Lo cierto es que todos los idealistas, sean cristianos, platónicos o neoplatónicos, suelen verse como náufragos que escrutan el horizonte junto a una pira dispuesta para ser incendiada. Una pira formada con fragmentos de su vida real, que quizás podrían haberles servido para construir una cabaña o para iluminar sus noches, y que quedarán sin duda sin aprovechar. Amistades perdidas por culpa de ideales imposibles, acciones abortadas por un exceso de perfeccionismo, alegrías empañadas por el sentimiento de incompletitud, instantes desatendidos por todas esas inminencias que nunca llegaron a ser… Todo se convirtió en humo. Y ningún barco lo vio. Frente a ellos, Cavafis rescató a Ulises del más mortal de los peligros, que es el de los pretendientes al ideal, que deshonran el palacio de la vida. Michel Tournier liberó a Robinson Crusoe, haciéndole renunciar, en Viernes o La vida salvaje, al deseo de volver a la civilización. Prefirió la vida libre, tranquila y placentera de sus charlas con Viernes, sus siestas bajo las palmeras y sus paseos sobre las rocas para recoger moluscos, a cuatro patas…
IV
«Dulce et decorum est pro patria mori», dijo Horacio en sus Odas. «Es dulce y honorable morir por la patria». Y no lo hubiese escrito nunca si hubiese sabido la cantidad de jóvenes que acabarían alistándose, al inicio de la Gran Guerra, animados por ese verso. Pero habent su afata libelli… «Morir por la patria es vivir», dice el himno de Cuba. Pero ¿vivir dónde, cómo y hasta cuándo? ¿Y eso significa que los que no mueren por la patria sí mueren para siempre? ¿No es eso pura teología? ¿O teología-política? ¿O teratología-política? Spinoza, Spinoza, ¿por qué nos has abandonado?

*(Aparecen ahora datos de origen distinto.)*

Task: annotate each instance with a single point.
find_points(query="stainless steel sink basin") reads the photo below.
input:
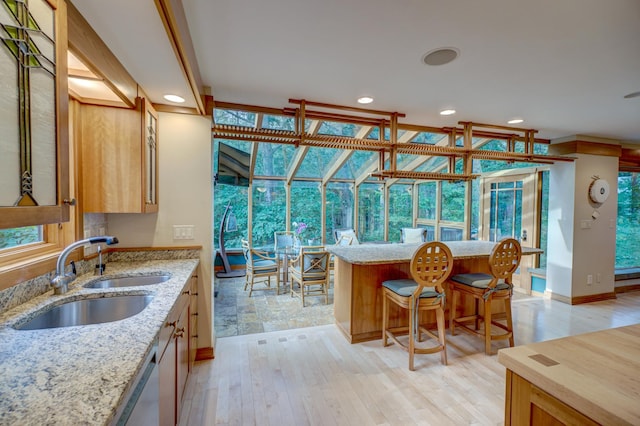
(130, 281)
(89, 311)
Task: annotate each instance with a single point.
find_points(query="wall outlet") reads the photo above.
(87, 234)
(183, 232)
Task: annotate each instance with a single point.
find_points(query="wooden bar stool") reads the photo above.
(484, 288)
(430, 266)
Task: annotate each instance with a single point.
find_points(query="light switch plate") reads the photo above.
(183, 232)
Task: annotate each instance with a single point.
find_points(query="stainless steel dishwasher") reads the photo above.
(142, 407)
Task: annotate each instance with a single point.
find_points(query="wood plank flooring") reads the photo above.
(313, 376)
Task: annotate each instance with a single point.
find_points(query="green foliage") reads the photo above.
(627, 241)
(400, 210)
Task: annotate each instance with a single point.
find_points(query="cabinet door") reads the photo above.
(111, 160)
(193, 325)
(182, 360)
(167, 382)
(526, 404)
(150, 148)
(119, 158)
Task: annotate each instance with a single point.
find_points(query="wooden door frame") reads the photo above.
(531, 203)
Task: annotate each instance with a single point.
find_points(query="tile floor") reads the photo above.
(235, 313)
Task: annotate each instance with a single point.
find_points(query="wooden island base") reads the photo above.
(361, 269)
(358, 297)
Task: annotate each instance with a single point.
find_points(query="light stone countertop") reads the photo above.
(363, 254)
(80, 375)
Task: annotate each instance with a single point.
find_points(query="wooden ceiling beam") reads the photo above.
(175, 23)
(89, 48)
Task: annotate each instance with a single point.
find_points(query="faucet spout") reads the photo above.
(60, 282)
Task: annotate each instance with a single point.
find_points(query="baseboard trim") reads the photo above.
(627, 288)
(579, 300)
(593, 298)
(204, 353)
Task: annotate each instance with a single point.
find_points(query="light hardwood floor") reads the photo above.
(312, 376)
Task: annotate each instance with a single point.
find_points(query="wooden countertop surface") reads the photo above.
(397, 252)
(596, 373)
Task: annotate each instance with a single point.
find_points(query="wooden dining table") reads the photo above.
(361, 269)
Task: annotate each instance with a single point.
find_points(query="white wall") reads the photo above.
(185, 198)
(579, 244)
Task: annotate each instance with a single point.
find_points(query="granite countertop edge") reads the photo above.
(363, 254)
(82, 374)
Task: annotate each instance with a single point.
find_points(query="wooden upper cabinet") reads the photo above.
(119, 158)
(34, 156)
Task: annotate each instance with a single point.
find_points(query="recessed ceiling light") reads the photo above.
(440, 56)
(84, 82)
(174, 98)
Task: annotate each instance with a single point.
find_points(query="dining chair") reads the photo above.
(309, 273)
(413, 235)
(261, 265)
(485, 288)
(348, 232)
(430, 267)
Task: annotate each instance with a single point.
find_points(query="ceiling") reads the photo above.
(563, 66)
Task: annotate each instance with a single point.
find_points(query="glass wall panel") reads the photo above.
(450, 234)
(427, 200)
(339, 208)
(431, 232)
(400, 210)
(628, 223)
(235, 118)
(354, 164)
(316, 160)
(273, 159)
(452, 201)
(429, 138)
(278, 122)
(506, 210)
(237, 196)
(371, 212)
(544, 218)
(269, 214)
(339, 129)
(306, 211)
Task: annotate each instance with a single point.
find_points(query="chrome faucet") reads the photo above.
(60, 282)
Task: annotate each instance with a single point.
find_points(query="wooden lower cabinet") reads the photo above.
(527, 404)
(174, 364)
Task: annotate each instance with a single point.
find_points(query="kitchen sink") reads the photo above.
(88, 311)
(130, 281)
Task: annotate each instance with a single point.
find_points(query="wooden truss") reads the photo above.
(388, 149)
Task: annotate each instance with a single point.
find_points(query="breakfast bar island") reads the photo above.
(361, 269)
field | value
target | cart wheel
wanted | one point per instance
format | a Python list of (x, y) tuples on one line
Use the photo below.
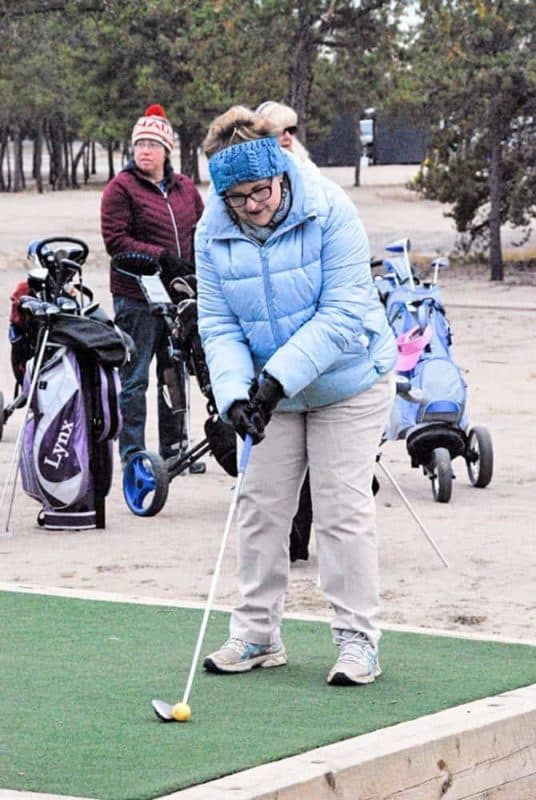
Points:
[(441, 475), (145, 483), (479, 456)]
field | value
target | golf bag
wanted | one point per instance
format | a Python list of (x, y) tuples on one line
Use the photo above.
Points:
[(429, 411), (66, 459), (424, 339)]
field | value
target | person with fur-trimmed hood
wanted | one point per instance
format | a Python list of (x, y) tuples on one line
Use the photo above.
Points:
[(300, 356), (148, 208)]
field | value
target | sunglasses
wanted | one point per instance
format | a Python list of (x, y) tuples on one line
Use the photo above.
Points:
[(258, 195)]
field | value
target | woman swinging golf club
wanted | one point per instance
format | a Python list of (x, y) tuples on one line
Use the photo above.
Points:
[(295, 336)]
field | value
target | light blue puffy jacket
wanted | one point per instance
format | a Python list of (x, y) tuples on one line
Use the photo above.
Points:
[(302, 306)]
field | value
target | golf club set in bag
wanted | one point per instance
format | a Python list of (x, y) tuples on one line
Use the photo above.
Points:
[(65, 354), (429, 412), (146, 475)]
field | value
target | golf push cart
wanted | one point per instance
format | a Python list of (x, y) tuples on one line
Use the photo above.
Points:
[(430, 415), (146, 475), (65, 354)]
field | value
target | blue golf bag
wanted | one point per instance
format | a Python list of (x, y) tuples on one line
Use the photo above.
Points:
[(430, 413)]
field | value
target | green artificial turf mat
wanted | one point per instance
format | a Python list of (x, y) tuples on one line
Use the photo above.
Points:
[(78, 677)]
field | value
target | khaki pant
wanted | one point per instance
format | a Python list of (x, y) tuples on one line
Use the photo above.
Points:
[(339, 444)]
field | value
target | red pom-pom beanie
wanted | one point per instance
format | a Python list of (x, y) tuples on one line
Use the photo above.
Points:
[(155, 126)]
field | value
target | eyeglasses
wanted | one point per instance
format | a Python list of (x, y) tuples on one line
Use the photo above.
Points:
[(147, 144), (257, 195)]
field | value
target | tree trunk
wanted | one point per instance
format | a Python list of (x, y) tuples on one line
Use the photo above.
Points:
[(85, 161), (358, 148), (495, 197), (301, 70), (18, 169), (37, 157), (3, 154), (187, 157), (76, 160), (110, 152)]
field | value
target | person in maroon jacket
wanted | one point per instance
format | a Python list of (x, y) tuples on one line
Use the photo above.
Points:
[(148, 208)]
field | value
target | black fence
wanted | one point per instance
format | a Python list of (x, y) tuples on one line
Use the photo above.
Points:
[(397, 140)]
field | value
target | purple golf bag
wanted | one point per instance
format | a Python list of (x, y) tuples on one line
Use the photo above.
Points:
[(66, 460)]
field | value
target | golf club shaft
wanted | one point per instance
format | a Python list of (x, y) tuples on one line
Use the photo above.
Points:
[(413, 514), (236, 492), (18, 444)]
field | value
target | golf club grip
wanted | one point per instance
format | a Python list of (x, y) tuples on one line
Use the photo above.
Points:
[(245, 454)]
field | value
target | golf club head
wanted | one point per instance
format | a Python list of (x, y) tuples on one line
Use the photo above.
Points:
[(163, 710), (67, 305)]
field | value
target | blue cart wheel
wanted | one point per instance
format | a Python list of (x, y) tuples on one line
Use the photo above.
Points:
[(479, 456), (441, 475), (145, 483)]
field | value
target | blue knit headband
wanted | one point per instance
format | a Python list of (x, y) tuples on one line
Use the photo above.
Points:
[(247, 161)]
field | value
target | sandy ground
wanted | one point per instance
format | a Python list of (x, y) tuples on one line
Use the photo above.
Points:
[(486, 535)]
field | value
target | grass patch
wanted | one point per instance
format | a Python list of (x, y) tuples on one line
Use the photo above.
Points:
[(78, 677)]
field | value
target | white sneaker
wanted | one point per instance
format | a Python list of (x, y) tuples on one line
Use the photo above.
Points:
[(236, 655), (357, 662)]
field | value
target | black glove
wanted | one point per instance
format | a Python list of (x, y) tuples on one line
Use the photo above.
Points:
[(245, 421), (182, 287), (185, 321), (174, 267), (264, 396)]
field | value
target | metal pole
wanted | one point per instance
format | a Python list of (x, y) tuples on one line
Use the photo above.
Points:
[(413, 514)]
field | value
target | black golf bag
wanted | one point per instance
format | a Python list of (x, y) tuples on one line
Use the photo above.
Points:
[(66, 459)]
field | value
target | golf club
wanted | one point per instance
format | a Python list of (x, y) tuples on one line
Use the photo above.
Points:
[(412, 512), (49, 310), (163, 710)]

Ciertamente, la secularización de las sociedades modernas supuso un trasvase simbólico desde el ámbito de la religión al del nacionalismo, que se vio en la necesidad de crear una nueva soteriología, de apariencia laica. Si bien en el fondo era profundamente religiosa. Como dijo Benedict Anderson, en Comunidades imaginadas, el nacionalismo intenta transformar la muerte en continuidad, y la contingencia, en necesidad: «Es accidental que sea Francés, pero Francia es eterna».
De ahí que Bakunin afirmase, en la carta 3 de El patriotismo (1869), que «el idealismo político no es ni menos absurdo, ni menos pernicioso, ni menos hipócrita que el idealismo de la religión, del cual no es nada más que una forma diferente, la expresión o la aplicación terrestre o mundana», y que «el Estado es el hermano menor de la Iglesia, y el patriotismo, esa virtud y ese culto del Estado, no es otra cosa que un reflejo del culto divino».

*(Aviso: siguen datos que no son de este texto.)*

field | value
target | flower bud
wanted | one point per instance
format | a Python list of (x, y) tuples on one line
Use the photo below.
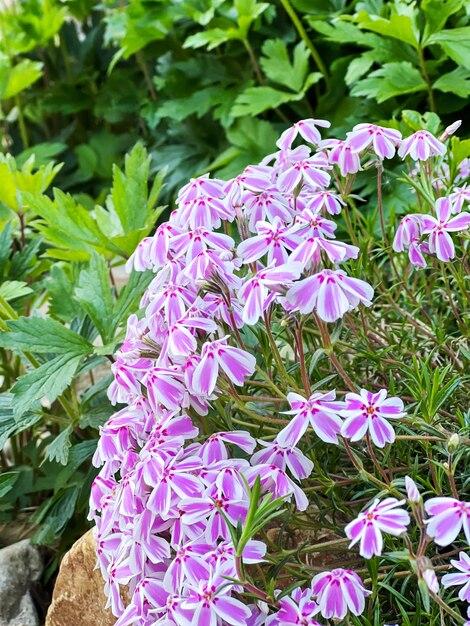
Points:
[(412, 490), (450, 130), (453, 443), (430, 578)]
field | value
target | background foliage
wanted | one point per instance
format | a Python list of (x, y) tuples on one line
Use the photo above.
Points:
[(208, 84), (205, 85)]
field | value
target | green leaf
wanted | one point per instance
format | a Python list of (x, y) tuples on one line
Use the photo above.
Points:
[(17, 181), (94, 295), (455, 43), (55, 514), (457, 81), (49, 380), (255, 100), (13, 289), (393, 79), (211, 38), (278, 67), (77, 455), (198, 103), (7, 482), (129, 193), (357, 68), (41, 152), (438, 11), (43, 335), (399, 26), (68, 226), (15, 79), (9, 423), (58, 449), (129, 297), (251, 140), (340, 31)]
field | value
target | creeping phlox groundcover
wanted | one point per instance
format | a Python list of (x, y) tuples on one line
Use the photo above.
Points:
[(179, 511)]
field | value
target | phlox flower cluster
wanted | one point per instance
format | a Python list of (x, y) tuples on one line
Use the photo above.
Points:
[(232, 254)]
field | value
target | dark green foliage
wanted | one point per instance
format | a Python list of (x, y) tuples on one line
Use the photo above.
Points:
[(198, 79)]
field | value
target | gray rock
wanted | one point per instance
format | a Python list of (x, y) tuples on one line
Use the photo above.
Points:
[(20, 566)]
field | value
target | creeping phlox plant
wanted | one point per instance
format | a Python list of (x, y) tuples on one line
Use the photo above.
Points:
[(180, 510)]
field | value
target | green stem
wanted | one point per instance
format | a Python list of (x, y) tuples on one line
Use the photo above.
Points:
[(21, 124), (328, 347), (303, 34), (427, 80)]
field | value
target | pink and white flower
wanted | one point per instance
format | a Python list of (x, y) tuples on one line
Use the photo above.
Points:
[(440, 242), (412, 491), (332, 293), (369, 412), (310, 171), (307, 129), (408, 231), (209, 600), (339, 591), (383, 141), (258, 292), (236, 364), (378, 518), (420, 146), (342, 155), (297, 609), (272, 239), (461, 577), (321, 411), (448, 516), (430, 578)]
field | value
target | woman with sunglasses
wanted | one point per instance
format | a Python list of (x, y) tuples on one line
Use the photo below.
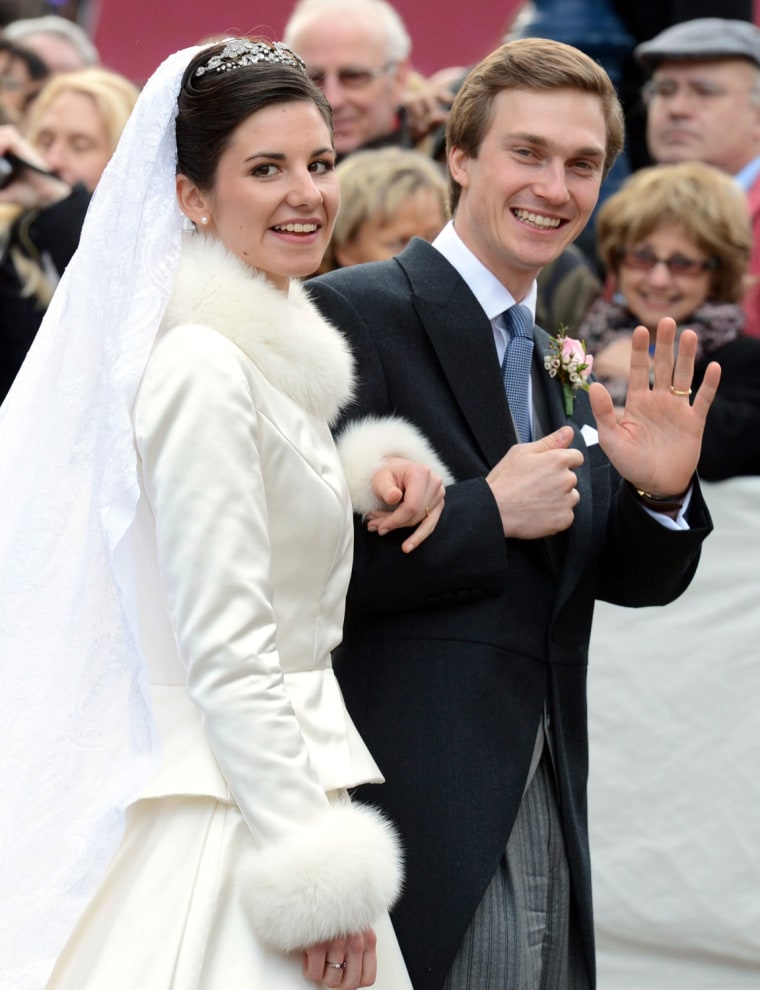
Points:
[(675, 241)]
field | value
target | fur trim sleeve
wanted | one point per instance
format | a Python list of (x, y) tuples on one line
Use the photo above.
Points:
[(328, 880), (362, 446)]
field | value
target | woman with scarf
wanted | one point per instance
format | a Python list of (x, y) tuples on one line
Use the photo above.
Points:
[(675, 241)]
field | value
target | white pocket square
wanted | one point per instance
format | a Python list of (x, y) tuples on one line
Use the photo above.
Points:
[(590, 435)]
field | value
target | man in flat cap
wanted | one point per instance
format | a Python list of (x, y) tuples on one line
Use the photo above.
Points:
[(704, 105)]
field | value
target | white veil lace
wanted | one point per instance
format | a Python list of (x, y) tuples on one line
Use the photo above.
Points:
[(78, 735)]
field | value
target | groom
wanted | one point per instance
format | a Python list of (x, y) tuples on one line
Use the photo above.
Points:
[(464, 664)]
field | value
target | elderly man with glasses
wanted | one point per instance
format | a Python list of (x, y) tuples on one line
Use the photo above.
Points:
[(703, 103), (357, 51)]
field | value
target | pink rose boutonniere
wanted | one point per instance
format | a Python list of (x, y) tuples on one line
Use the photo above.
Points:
[(569, 362)]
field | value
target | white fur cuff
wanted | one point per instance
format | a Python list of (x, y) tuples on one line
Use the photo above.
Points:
[(330, 879), (362, 446)]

Yo no sé si el alma de los hombres es inmortal. Pero la del idealismo sí que parece serlo. Y ahí la tenemos, reencarnada en el avatar del nacionalismo, despreciando el carácter mezclado, plural y cambiante del cuerpo social, e intentando reformarlo, mutilarlo y a veces exterminarlo, para «de aquí abajo hacia arriba evadirse lo más rápido posible». Pero el despegue hacia la restauración de la antigua gloria perdida o hacia el establecimiento definitivo de una unidad nacional plenamente reconciliada se encuentra con un grave problema, que es el problema de la gravedad. Pero, para los grandes planes del idealismo, eso solo es un detalle. Para librarse de la fuerza de la gravedad, no cree que hace falta generar una fuerza superior que apunte en dirección contraria. Basta con ignorar el mundo, o destruirlo, si hace falta. Porque muerto el perro, muerta la rabia. Y para eso está la guerra, que parece dispuesta a solucionar de una vez por todas el problema de la realidad. La solución final.

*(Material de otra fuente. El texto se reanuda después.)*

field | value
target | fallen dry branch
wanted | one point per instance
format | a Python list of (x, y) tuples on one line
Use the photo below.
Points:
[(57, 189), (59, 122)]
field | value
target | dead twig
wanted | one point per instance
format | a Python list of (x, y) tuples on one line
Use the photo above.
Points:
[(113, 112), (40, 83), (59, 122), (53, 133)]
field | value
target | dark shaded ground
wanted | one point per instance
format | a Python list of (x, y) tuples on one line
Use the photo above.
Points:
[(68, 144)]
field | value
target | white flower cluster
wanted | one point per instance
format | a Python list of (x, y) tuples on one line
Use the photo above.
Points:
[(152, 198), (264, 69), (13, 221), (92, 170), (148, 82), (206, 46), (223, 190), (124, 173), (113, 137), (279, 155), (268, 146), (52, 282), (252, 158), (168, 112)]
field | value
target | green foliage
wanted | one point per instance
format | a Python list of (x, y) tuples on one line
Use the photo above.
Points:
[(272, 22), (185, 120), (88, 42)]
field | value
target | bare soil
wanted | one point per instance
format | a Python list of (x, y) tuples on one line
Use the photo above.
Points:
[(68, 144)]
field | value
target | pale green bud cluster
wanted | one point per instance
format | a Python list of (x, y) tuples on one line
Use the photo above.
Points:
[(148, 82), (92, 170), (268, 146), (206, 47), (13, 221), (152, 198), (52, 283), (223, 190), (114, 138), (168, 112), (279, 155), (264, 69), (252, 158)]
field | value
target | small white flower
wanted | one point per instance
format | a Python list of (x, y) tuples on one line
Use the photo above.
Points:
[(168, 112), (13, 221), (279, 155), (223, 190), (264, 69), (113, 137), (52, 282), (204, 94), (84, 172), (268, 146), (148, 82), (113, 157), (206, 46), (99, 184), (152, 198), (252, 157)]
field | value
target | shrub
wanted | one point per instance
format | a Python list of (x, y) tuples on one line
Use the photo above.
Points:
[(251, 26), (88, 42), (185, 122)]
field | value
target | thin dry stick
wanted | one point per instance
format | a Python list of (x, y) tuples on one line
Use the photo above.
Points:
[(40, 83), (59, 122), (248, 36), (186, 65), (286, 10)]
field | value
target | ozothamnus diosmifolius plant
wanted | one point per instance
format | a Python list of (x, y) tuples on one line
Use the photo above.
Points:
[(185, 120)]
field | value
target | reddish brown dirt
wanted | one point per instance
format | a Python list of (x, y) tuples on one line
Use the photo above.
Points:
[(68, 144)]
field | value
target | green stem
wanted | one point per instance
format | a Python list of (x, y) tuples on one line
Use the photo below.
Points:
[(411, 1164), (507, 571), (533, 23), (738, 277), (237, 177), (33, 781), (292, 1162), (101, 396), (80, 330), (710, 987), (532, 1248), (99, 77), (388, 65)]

La misma guerra (porque todas las guerras son la misma guerra) en la que murió Jack Kipling, el hijo de Rudyard Kipling, quien no solo lo enardeció con poemas belicistas que le mostraban el camino para ser un hombre, sino que también le ayudó a alistarse, a pesar de haber sido declarado no apto. Aquel joven miope murió en su primera batalla. Y su padre, destrozado, buscó en vano su cadáver, y estampó, en sus Epitafios de la guerra, unos versos que son un aviso contra todo idealismo:
«Si alguien pregunta por qué hemos muerto
diles que fue porque nuestros padres mintieron».
Me imagino a Jack a cuatro patas buscando sus gafas sobre el fango del campo de batalla. Me imagino a Rudyard a cuatro patas buscando en vano la chapa de su hijo bajo la mirada ausente de su guía francés. Ojalá hubiesen adoptado antes esa postura. Y ojalá hubiesen comprendido a tiempo que, no solo el hombre, sino también las sociedades están hechas de barro, y de hierba, y de abono, y que no hay fronteras divinas ni esenciales, y que morir siempre será morir…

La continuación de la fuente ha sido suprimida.